Bright Pulsed Squeezed Light for Quantum-Enhanced Precision Microscopy
Alex Terrasson, Lars Madsen, Joel Grim, Warwick Bowen
TL;DR
This work tackles the need for bright, pulsed squeezed light to surpass the standard quantum limit in nonlinear microscopy. It introduces a compact, single-pass $χ^2$ OPA in a PPLN waveguide with LO co-propagation and post-OPA displacement to produce bright amplitude squeezing suitable for picosecond pulses at biologically compatible powers. Key results include direct-detection squeezing of $-3.2$ dB and homodyne squeezing of $-3.6$ dB (vacuum case $-3.6$ dB), with loss-corrected waveguide squeezing of $-15.4^{+2.7}_{-8.7}$ dB, and near-ideal spatial/temporal mode overlaps ($0.997$ and $0.977$). The work projects substantial gains for quantum-enhanced nonlinear microscopy, estimating up to $-6.2$ dB bright squeezing under practical detector efficiencies, enabling device-independent quantum advantages in SRS and related imaging modalities.
Abstract
Squeezed states of light enable enhanced measurement precision by reducing noise below the standard quantum limit.
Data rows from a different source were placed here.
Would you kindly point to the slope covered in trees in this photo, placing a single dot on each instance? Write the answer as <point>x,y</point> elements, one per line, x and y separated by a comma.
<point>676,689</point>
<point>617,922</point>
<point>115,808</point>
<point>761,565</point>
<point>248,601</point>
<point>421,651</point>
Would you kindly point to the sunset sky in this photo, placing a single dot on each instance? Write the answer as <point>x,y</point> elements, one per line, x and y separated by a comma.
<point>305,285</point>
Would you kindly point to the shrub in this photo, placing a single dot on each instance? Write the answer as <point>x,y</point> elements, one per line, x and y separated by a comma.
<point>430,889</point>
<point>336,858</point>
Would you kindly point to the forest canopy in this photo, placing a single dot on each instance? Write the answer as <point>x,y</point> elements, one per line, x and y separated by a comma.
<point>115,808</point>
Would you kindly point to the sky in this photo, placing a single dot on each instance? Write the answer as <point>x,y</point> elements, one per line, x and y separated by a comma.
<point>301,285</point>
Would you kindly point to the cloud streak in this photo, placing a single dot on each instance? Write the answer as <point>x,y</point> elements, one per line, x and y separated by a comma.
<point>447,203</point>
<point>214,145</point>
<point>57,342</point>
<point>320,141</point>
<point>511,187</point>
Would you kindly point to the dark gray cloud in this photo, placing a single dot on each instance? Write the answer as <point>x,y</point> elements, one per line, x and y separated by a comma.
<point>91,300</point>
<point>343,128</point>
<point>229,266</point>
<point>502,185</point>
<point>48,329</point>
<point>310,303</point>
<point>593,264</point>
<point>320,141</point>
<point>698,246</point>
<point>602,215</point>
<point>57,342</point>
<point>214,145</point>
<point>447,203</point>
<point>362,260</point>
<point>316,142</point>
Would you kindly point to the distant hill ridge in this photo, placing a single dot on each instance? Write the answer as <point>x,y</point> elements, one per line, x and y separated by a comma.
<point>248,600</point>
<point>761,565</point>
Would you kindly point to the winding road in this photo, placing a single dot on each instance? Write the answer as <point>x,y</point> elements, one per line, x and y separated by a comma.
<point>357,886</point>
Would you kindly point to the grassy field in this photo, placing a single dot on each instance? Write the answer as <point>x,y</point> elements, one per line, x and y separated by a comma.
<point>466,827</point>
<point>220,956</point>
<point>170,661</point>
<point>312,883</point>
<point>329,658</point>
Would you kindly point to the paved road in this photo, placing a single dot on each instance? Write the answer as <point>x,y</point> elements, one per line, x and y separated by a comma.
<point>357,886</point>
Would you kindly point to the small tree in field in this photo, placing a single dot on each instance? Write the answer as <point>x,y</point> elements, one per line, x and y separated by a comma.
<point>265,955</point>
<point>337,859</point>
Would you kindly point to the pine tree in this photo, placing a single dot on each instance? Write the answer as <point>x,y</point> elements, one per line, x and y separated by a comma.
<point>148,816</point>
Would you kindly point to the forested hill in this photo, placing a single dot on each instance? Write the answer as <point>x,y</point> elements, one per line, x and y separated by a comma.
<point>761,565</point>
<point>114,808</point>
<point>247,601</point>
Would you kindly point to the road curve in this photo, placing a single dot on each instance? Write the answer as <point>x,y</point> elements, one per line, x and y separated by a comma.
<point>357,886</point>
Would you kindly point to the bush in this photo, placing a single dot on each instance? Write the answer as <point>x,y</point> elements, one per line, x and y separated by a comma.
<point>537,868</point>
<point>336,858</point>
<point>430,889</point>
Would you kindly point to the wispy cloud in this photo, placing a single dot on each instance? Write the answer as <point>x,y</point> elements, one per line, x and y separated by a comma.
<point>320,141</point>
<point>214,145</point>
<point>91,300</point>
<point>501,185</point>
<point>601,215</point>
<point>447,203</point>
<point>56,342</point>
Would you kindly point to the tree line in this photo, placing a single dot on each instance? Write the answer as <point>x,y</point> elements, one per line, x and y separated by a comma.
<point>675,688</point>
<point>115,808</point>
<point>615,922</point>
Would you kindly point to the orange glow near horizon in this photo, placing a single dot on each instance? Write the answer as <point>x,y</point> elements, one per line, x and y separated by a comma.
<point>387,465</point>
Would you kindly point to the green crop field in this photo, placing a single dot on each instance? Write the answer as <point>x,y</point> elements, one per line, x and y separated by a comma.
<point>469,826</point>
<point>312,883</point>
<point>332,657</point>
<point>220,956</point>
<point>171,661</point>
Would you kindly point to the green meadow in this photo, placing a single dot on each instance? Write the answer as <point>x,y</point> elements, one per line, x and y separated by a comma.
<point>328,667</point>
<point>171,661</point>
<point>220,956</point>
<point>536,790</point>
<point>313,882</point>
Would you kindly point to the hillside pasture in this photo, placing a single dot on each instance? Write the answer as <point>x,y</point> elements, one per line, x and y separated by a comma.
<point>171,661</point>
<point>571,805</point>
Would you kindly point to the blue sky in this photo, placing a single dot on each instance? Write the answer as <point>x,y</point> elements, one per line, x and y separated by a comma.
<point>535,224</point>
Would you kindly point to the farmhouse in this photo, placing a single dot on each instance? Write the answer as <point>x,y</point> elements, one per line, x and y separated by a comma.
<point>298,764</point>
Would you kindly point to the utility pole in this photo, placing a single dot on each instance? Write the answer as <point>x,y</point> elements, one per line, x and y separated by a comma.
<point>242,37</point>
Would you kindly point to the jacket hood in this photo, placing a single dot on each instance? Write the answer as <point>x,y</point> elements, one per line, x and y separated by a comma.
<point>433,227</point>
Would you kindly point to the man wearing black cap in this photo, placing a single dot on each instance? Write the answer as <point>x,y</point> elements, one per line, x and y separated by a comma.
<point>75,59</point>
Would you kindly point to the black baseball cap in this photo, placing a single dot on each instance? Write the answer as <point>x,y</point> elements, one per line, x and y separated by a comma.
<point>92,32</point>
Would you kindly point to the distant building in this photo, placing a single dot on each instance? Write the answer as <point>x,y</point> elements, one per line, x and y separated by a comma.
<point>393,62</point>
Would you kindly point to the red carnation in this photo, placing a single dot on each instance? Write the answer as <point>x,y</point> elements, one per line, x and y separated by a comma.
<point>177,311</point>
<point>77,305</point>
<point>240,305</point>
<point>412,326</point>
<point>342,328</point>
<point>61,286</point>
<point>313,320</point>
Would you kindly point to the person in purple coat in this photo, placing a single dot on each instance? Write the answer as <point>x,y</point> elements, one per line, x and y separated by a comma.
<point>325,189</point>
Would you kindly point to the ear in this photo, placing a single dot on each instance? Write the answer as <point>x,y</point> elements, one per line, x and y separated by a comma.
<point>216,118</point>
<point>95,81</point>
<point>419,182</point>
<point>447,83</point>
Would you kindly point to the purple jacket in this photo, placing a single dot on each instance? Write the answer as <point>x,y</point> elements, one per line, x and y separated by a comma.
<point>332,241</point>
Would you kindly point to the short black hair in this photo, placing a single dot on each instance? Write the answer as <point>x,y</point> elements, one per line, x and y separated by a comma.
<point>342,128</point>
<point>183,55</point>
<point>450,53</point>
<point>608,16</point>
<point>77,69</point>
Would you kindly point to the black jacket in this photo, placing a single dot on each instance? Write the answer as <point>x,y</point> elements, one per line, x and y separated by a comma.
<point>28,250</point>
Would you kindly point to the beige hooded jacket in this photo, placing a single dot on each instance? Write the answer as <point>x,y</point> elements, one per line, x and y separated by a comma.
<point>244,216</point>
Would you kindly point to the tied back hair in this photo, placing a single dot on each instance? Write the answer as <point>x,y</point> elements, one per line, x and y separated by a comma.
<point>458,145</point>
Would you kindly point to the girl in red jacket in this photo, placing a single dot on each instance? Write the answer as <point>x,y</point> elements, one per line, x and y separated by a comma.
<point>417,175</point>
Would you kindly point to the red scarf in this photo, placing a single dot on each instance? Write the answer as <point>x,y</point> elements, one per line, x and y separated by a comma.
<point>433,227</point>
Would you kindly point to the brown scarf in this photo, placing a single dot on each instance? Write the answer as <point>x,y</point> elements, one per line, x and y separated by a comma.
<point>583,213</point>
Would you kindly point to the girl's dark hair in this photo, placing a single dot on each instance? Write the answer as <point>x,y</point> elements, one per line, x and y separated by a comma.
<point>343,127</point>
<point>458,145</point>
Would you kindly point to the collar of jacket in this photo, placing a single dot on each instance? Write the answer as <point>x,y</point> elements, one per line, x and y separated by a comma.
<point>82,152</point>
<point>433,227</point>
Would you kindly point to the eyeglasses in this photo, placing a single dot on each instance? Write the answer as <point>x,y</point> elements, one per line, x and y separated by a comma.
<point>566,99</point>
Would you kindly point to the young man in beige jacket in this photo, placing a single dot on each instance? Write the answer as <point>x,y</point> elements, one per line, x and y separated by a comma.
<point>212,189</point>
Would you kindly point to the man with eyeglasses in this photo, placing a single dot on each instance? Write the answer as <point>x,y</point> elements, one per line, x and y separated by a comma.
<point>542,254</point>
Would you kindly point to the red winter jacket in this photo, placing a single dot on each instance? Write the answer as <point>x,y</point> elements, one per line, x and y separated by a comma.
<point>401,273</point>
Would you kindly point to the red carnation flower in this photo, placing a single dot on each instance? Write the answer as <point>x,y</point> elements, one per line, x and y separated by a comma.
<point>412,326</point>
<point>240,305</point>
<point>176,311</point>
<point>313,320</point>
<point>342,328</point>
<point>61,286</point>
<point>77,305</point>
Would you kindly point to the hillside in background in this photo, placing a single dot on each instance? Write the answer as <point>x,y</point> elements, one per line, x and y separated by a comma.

A key application of squeezed light is nonlinear microscopy, where state-of-the-art performance is limited by photodamage and quantum-limited noise. Such microscopes require bright, pulsed light for optimal operation, yet generating and detecting bright pulsed squeezing at high levels remains challenging. In this work, we present an efficient technique to generate high levels of bright picosecond pulsed squeezed light using a $χ^2$ optical parametric amplification process in a waveguide. We measure $-3.2~\mathrm{dB}$ of bright squeezing with optical power compatible with nonlinear microscopy, as well as $-3.6~\mathrm{dB}$ of vacuum squeezing. Corrected for losses, these squeezing levels correspond to $-15.4^{+2.7}_{-8.7}~\mathrm{dB}$ of squeezing generated in the waveguide. The measured level of bright amplitude pulsed squeezing is to our knowledge the highest reported to date, and will contribute to the broader adoption of quantum-enhanced nonlinear microscopy in biological studies.